This is blog number 3 in a five-part series. As a refresher, we are examining each of the 5 Points of Possibility and how you can implement them in your organization. The third point is about intentionally cultivating and maintaining deep donor relationships and partnerships. When carried out well, Point of Possibility 3 leads to more authentic, satisfying interactions between your organization and your donors.
Distinguishing Healthy Donor Relationships and Partnerships
Let’s first distinguish what deep donor relationships and partnerships are—and what they are not. A partnership implies a type of equality between two or more people who embark on something together. This is a healthy approach. The term “donor-centric” has been used quite a bit in the development field. For some it means donor partnerships as I have just described, but for others it means we should put the donor on a pedestal. This is not a healthy approach and is not a true partnership because it lacks equity. With this Point of Possibility, it is imperative that you keep your personal and organizational values top of mind. If you approach your donors as if they are all-knowing and all-powerful, and you are less than, you relinquish your power, which diminishes the partnership. In addition, you may take actions that the donor sees as important, but your agency does not. This is known as “mission drift” or following the money versus the mission.
Remember, You Are the Content and Program Expert
As a staff person (and especially if you are the CEO), you are the content and program expert for your organization. While it is good to learn from others, don’t be swayed by someone who is holding you captive with their money. This type of relationship places too much value on money, and often lacks authenticity. As an organizational leader, you have assets—your knowledge about your agency, wisdom, dedication and past experience in the field.
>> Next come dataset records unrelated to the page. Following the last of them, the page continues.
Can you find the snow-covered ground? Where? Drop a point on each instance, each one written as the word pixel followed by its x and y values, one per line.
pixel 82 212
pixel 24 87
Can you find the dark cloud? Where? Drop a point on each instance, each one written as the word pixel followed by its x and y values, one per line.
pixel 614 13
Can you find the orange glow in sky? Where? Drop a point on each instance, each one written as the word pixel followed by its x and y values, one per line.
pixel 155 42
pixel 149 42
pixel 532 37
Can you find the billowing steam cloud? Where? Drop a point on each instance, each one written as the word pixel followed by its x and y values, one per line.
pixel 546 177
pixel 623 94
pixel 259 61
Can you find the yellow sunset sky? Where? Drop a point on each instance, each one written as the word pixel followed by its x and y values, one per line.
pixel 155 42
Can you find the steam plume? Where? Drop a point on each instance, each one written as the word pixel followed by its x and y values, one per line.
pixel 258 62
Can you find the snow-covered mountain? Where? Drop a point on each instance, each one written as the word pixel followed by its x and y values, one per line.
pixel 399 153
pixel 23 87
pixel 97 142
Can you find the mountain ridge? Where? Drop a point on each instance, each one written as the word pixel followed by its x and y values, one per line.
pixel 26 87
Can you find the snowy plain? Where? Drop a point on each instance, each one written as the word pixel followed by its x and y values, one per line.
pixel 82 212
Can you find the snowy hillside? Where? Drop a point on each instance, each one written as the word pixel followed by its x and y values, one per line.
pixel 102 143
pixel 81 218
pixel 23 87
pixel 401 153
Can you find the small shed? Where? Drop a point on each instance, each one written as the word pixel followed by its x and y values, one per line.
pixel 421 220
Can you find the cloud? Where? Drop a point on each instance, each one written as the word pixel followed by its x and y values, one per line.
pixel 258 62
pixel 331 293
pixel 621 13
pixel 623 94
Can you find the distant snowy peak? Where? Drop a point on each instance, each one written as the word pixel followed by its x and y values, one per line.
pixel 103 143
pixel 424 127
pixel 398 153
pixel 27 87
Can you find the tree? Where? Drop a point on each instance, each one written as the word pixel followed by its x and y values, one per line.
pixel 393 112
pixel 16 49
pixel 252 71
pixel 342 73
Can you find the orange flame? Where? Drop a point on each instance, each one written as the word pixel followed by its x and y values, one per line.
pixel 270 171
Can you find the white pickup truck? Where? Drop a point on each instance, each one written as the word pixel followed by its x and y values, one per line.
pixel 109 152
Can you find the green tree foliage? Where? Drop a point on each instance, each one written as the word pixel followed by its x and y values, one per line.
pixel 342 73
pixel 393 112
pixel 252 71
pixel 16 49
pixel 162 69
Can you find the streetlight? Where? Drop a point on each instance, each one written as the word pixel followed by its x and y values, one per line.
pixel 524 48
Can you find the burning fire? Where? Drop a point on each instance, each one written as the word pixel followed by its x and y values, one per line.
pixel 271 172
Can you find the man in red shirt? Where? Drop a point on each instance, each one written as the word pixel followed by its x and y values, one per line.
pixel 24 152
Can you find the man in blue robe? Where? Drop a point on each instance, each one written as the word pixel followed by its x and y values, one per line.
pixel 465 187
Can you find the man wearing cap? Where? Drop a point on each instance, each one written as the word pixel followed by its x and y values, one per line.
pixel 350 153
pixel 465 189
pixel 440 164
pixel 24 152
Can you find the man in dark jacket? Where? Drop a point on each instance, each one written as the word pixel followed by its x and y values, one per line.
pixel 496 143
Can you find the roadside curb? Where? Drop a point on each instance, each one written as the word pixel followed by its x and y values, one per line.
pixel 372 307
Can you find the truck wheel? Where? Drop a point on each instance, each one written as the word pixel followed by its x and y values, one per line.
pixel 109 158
Your donors have other assets—their commitment to do good, their connections, their money and their wisdom. When you get to know your donors and see them as investors in a shared vision, you will achieve a powerful synergy.
You Have an Opportunity to Change the World and Shift the Power Dynamic by Educating Your Donors
As many of us work to create a more just and equitable world, we may struggle with this dynamic, because often our wealthiest donors are also the most privileged. This is where your leadership comes in, by standing in authentic partnership with your donors, including those with financial wealth. You have an opportunity to change the world and shift the power dynamic by helping donors to see the value of investing in a more just community. Historically, some privileged people were important allies of the right for women to vote and for slavery to be abolished. Those breakthroughs occurred, in part, due to the education and participation of members of the privileged class. They believed in, and took the risks needed, to advance these important causes. Part of your job is to enroll people of privilege to invest in positive change.
Authentic Partnerships Involve Community Engagement and Diversity
In addition, building deep and authentic partnerships is about community engagement and inviting a diverse group of people to invest in your cause. Who should you include in your community so that they can weigh in with their unique perspectives? Once your Hearts & Minds are in alignment, you can consider how best to integrate the concepts into your agency:
- What strategies will deepen donor partnerships?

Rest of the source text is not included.